Conditions at NASA’s Launch Complex 41 on Cape Canaveral, Florida, were ideal when the OSIRIS-REx mission’s Atlas V rocket blasted off at 4:05 p.m. Tucson time.

Less than 10 minutes after launch, NASA posted on Twitter that the spacecraft was on its way and on time. A little over an hour later, mission managers deemed the craft healthy as it separated from its booster, opened its solar panels and sent signals back to mission control.

All in all, the launch went off without a hitch, mission executives said at a post-launch briefing.

The mission is led by UA planetary scientist Dante Lauretta and his team of scientists, all of whom gathered at a special viewing party to watch the launch.

An ebullient Lauretta came into the press briefing room after the launch pumping his fist.

“You all will be glad to know we just got everything exactly perfect," Lauretta said. "We’ve worked hard to get to this point. The best times are ahead of us.”

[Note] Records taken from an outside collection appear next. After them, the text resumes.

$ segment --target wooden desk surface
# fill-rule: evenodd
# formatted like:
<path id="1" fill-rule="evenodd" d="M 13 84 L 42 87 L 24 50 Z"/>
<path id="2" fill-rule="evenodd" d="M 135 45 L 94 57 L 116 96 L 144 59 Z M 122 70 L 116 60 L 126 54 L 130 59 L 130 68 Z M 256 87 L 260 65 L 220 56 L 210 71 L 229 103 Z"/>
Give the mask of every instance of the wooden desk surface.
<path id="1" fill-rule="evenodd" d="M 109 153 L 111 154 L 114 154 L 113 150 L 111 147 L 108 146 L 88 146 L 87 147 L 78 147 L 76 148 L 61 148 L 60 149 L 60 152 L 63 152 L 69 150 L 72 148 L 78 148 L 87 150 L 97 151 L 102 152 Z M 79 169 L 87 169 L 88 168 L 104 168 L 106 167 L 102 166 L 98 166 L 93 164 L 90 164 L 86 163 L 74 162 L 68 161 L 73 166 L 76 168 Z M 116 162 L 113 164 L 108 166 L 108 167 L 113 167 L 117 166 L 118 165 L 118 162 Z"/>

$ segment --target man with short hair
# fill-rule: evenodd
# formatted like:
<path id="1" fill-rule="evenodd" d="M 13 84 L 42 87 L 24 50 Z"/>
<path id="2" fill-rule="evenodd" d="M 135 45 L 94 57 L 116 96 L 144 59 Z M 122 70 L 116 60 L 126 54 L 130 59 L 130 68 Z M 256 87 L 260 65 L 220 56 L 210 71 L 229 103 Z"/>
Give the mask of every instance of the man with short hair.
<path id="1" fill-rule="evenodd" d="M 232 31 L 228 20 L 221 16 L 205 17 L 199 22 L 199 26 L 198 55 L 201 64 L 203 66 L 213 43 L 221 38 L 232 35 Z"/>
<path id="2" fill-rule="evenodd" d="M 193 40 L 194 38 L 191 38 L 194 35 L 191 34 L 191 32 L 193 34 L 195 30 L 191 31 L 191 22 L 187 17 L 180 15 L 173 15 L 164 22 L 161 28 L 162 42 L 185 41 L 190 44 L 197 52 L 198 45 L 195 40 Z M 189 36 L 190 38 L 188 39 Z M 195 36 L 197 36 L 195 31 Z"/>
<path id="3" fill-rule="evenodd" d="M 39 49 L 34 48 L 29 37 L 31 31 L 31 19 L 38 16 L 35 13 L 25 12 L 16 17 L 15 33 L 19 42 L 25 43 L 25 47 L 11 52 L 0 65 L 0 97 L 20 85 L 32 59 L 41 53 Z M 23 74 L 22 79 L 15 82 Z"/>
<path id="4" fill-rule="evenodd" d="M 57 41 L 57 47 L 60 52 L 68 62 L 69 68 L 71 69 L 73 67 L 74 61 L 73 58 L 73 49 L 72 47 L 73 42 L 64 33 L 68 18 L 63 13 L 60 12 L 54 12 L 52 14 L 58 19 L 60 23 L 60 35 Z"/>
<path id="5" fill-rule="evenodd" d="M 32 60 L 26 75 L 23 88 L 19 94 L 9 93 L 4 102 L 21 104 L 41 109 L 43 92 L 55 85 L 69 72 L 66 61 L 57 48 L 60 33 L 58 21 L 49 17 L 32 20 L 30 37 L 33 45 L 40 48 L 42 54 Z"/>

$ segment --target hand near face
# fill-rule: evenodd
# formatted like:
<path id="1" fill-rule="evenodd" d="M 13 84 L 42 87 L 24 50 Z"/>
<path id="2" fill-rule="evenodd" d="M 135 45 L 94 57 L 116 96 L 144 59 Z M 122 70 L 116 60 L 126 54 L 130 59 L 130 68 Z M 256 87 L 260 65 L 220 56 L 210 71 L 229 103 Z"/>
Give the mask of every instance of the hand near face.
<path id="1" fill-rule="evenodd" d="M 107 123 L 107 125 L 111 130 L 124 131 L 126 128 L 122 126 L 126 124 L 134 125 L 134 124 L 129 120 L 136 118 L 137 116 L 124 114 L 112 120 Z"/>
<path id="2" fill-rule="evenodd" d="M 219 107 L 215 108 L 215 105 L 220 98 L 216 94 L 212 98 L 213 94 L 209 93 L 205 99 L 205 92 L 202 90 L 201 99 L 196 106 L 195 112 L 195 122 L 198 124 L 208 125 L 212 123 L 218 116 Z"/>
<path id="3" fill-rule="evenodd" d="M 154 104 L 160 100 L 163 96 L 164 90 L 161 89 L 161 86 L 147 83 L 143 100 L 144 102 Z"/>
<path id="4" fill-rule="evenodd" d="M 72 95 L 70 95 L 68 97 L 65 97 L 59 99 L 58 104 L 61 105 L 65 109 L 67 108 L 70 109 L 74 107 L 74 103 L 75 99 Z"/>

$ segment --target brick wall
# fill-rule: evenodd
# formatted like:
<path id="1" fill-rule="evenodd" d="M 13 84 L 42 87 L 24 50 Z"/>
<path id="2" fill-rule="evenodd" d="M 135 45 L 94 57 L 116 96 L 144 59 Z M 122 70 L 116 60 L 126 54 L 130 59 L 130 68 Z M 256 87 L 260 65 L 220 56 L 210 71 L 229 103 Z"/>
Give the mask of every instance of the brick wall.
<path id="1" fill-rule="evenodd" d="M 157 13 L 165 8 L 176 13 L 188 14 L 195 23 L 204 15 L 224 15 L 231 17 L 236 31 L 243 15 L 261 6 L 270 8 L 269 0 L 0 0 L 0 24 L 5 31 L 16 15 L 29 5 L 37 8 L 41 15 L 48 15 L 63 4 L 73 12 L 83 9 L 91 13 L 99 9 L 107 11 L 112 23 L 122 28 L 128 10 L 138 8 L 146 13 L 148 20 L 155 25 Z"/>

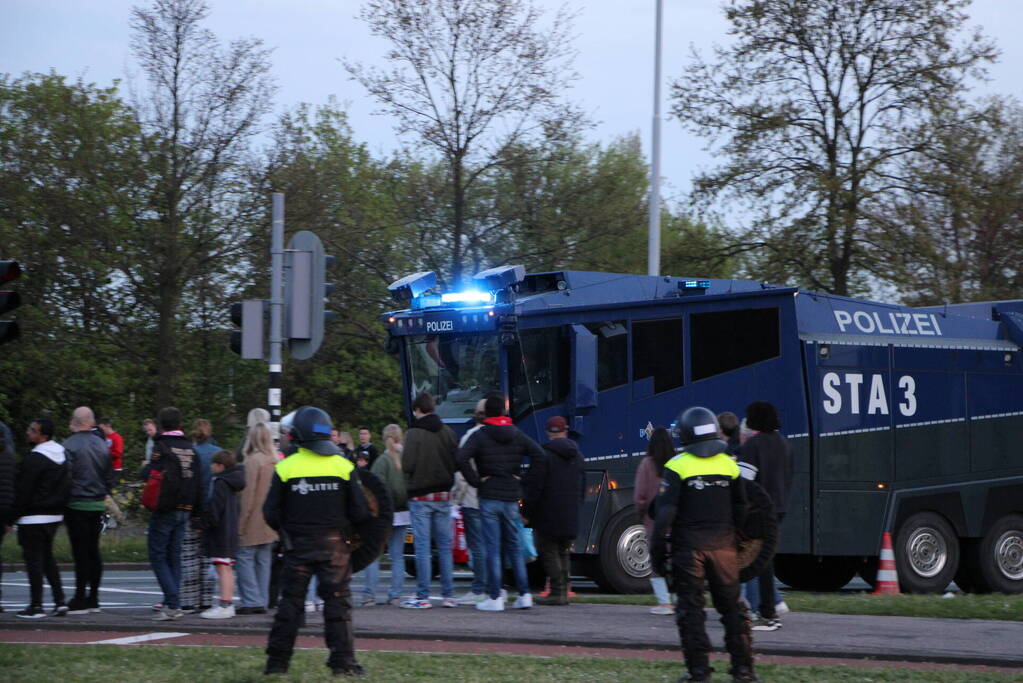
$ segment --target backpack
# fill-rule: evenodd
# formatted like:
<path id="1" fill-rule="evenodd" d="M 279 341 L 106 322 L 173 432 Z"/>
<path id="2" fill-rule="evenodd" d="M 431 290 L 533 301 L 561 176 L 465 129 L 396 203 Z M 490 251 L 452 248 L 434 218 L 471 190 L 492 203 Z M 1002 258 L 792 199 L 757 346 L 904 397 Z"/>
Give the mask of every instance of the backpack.
<path id="1" fill-rule="evenodd" d="M 142 487 L 142 506 L 153 512 L 170 512 L 178 506 L 181 493 L 181 469 L 177 458 L 163 444 L 152 451 L 154 462 Z"/>
<path id="2" fill-rule="evenodd" d="M 149 479 L 142 487 L 142 507 L 147 510 L 157 511 L 160 508 L 160 493 L 164 488 L 164 472 L 159 469 L 149 470 Z"/>

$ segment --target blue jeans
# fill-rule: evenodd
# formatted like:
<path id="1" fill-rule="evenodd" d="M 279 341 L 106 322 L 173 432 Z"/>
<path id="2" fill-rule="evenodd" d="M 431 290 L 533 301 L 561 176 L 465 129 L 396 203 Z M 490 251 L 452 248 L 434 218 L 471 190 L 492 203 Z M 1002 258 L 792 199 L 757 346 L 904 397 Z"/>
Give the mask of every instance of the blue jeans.
<path id="1" fill-rule="evenodd" d="M 164 606 L 177 609 L 181 606 L 181 539 L 191 513 L 188 510 L 153 512 L 149 516 L 149 564 L 157 575 L 160 590 L 164 592 Z"/>
<path id="2" fill-rule="evenodd" d="M 483 542 L 483 517 L 480 510 L 473 507 L 461 508 L 461 520 L 465 526 L 465 544 L 469 546 L 470 563 L 473 567 L 473 592 L 487 590 L 487 546 Z"/>
<path id="3" fill-rule="evenodd" d="M 511 562 L 516 588 L 520 595 L 529 592 L 526 560 L 519 545 L 519 503 L 504 500 L 480 500 L 483 516 L 483 542 L 487 548 L 487 588 L 491 598 L 501 594 L 501 552 Z"/>
<path id="4" fill-rule="evenodd" d="M 405 532 L 408 527 L 392 527 L 391 540 L 387 544 L 388 556 L 391 558 L 391 587 L 388 589 L 387 599 L 401 597 L 401 589 L 405 586 Z M 362 594 L 369 598 L 376 597 L 376 583 L 381 576 L 381 560 L 377 558 L 372 564 L 363 570 L 365 584 L 362 587 Z"/>
<path id="5" fill-rule="evenodd" d="M 234 575 L 238 579 L 238 601 L 242 607 L 266 607 L 270 604 L 270 562 L 273 543 L 238 547 Z"/>
<path id="6" fill-rule="evenodd" d="M 415 597 L 430 599 L 431 557 L 430 540 L 437 545 L 437 559 L 441 567 L 441 594 L 454 595 L 454 562 L 451 558 L 451 503 L 448 501 L 408 501 L 412 517 L 412 535 L 415 537 Z"/>

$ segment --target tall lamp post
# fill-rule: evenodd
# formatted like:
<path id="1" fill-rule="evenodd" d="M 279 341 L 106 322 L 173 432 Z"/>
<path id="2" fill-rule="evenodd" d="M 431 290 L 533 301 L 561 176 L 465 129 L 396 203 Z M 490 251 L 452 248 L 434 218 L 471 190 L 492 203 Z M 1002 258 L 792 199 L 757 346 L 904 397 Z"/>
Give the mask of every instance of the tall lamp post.
<path id="1" fill-rule="evenodd" d="M 661 25 L 664 0 L 657 0 L 654 41 L 654 130 L 650 167 L 650 234 L 647 243 L 647 274 L 661 274 Z"/>

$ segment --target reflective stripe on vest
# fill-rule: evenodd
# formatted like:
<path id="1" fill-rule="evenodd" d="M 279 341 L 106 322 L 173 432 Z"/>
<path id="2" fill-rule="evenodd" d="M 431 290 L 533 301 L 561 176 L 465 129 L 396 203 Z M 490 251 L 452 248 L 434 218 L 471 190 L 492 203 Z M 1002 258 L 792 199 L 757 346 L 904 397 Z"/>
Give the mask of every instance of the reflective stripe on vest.
<path id="1" fill-rule="evenodd" d="M 298 476 L 338 476 L 348 482 L 355 465 L 340 455 L 320 455 L 300 448 L 297 453 L 278 462 L 274 469 L 281 482 Z"/>
<path id="2" fill-rule="evenodd" d="M 731 459 L 730 455 L 718 453 L 709 458 L 698 458 L 692 453 L 676 455 L 664 465 L 671 471 L 678 474 L 681 480 L 691 476 L 727 476 L 737 479 L 739 476 L 739 464 Z"/>

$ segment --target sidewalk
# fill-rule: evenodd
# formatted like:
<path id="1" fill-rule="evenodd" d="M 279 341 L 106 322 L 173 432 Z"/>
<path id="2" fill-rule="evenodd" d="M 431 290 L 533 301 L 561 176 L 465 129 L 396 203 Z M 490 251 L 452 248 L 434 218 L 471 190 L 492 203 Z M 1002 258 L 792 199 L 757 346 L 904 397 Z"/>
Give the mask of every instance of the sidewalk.
<path id="1" fill-rule="evenodd" d="M 265 634 L 272 619 L 247 616 L 209 621 L 188 616 L 160 623 L 152 622 L 151 617 L 148 609 L 43 620 L 21 620 L 5 612 L 0 614 L 0 629 Z M 321 633 L 321 614 L 307 617 L 302 633 Z M 353 621 L 357 638 L 678 648 L 673 618 L 655 617 L 643 607 L 631 605 L 575 604 L 505 612 L 483 612 L 464 606 L 424 610 L 374 606 L 356 608 Z M 791 612 L 784 623 L 779 631 L 754 632 L 757 652 L 1023 669 L 1023 623 L 1018 622 Z M 715 648 L 721 649 L 722 630 L 715 612 L 708 612 L 707 626 Z"/>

The mission, which has been in the works for more than 12 years, shot the spacecraft at supersonic speeds out of Earth’s atmosphere on its way to asteroid Bennu, where it will collect at least a couple ounces of surface material to bring back to Earth.

Scientists believe the sample contains clues to the early history of our solar system, and consequently the origins of life on Earth. The mission holds another purpose: to study the effect of sunlight on the “potentially hazardous” asteroid’s trajectory and the possibility that it could hold Earth in its path late in the 22nd century.

The sample it brings back is scheduled to return to Earth in 2023.

Gordon Johnston is NASA’s program manager for the mission. He says fractions of the sample will be shared with partner nations Canada and Japan. OSIRIS-REx scientists will do their evaluations at the Johnson Space Center in Texas.

"Three-quarters of the sample will be set aside for future researchers for the science questions we haven’t figured out to even ask yet, and the science laboratory instruments that we haven’t even developed yet,” Johnston said.

How will it grab the sample from the asteroid Bennu? The spacecraft will approach, stir up dust and dirt, then vacuum it up just above the surface.

Before that, the spacecraft will conduct a two-year study of the third-of-a-mile wide rock and look for a good spot to get the sample.

“We’re going to get to asteroid Bennu, and we’re going to map this brand new world that we’ve never seen before,” Principal Investigator Dante Lauretta said.

OSIRIS-REx carries cameras that were developed at the UA. Lauretta said the cameras will first be aimed at stars for calibration tests as it orbits the sun.

“There will be great images of star fields about six months after we launch,” he said. Johnston said a camera will take pictures of Earth a year after launch as the spacecraft uses our planet’s gravity like a slingshot to gain a boost for its trip to the asteroid. And the first images taken of Bennu in 2018 will show it as a single pixel, appearing as a pinpoint of light.

Johnston said the discoveries from the mission could spawn more trips to asteroids. “I fully expect that the fabulous discoveries of the OSIRIS-REx mission will open up new questions that will then be reflected in future decadal surveys and future missions,” Johnston said.

Lauretta says that also means what he calls the treasures of this mission will deliver scientific information for a long time.

“Sample return is the gift that keeps on giving.”

That’s occurred before. Moon rocks gathered on the Apollo missions of the 1960s and ’70s are still being studied, using new scientific techniques.